Not to be outdone, Johnny Depp is incredible in a role that was initially offered to Quentin Tarantino. What starts out as somewhat silly and forced, turns into a terrific role that counter-balances the utter insanity that is the plot of the film. And what’s even more incredible is that hardly anyone knew Depp was even in the damn movie. It shows an actor that, despite his lengthy and lucrative career, still loves to just act – even if it’s in a film that took only 18 days to shoot. 18 days! Red State was shot in 25 days and Clerks was shot in 21. Smith knows how to keep a schedule short and sweet.

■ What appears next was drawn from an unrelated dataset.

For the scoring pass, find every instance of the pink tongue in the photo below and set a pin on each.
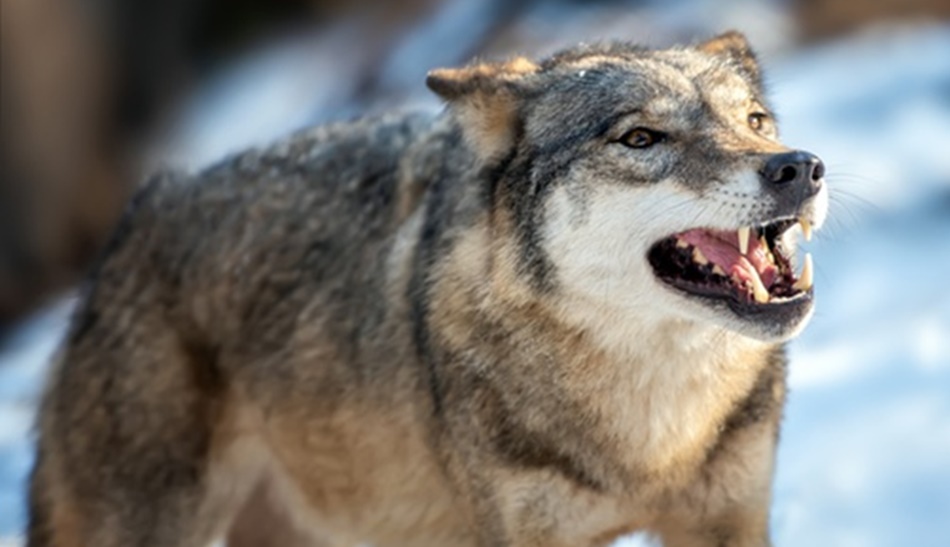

I've heard a number of people that wouldn't classify Smith’s last film Red State as horror, but there are religious zealots, abductions and torture so, I always have. That would make this Smith’s second foray into the genre. Should he keep it up? I think so. He could definitely push the envelope a bit more and up the gruesomeness, but there are other ways to scare without just bloodshed. From the sound of it, Moose Jaws may very well fit into the genre as well since it’s exactly like it sounds: Jaws with a Moose instead of a shark, which is basically all Lake Placid was, but with an alligator. Smith’s best trait is comedy, though, and as long as he keeps sprinkling that into his horror – I think they’ll continue being memorable films. You can digitally download from numerous outlets or wait for December 30th for a DVD / Blu-Ray release at Redbox and all retailers.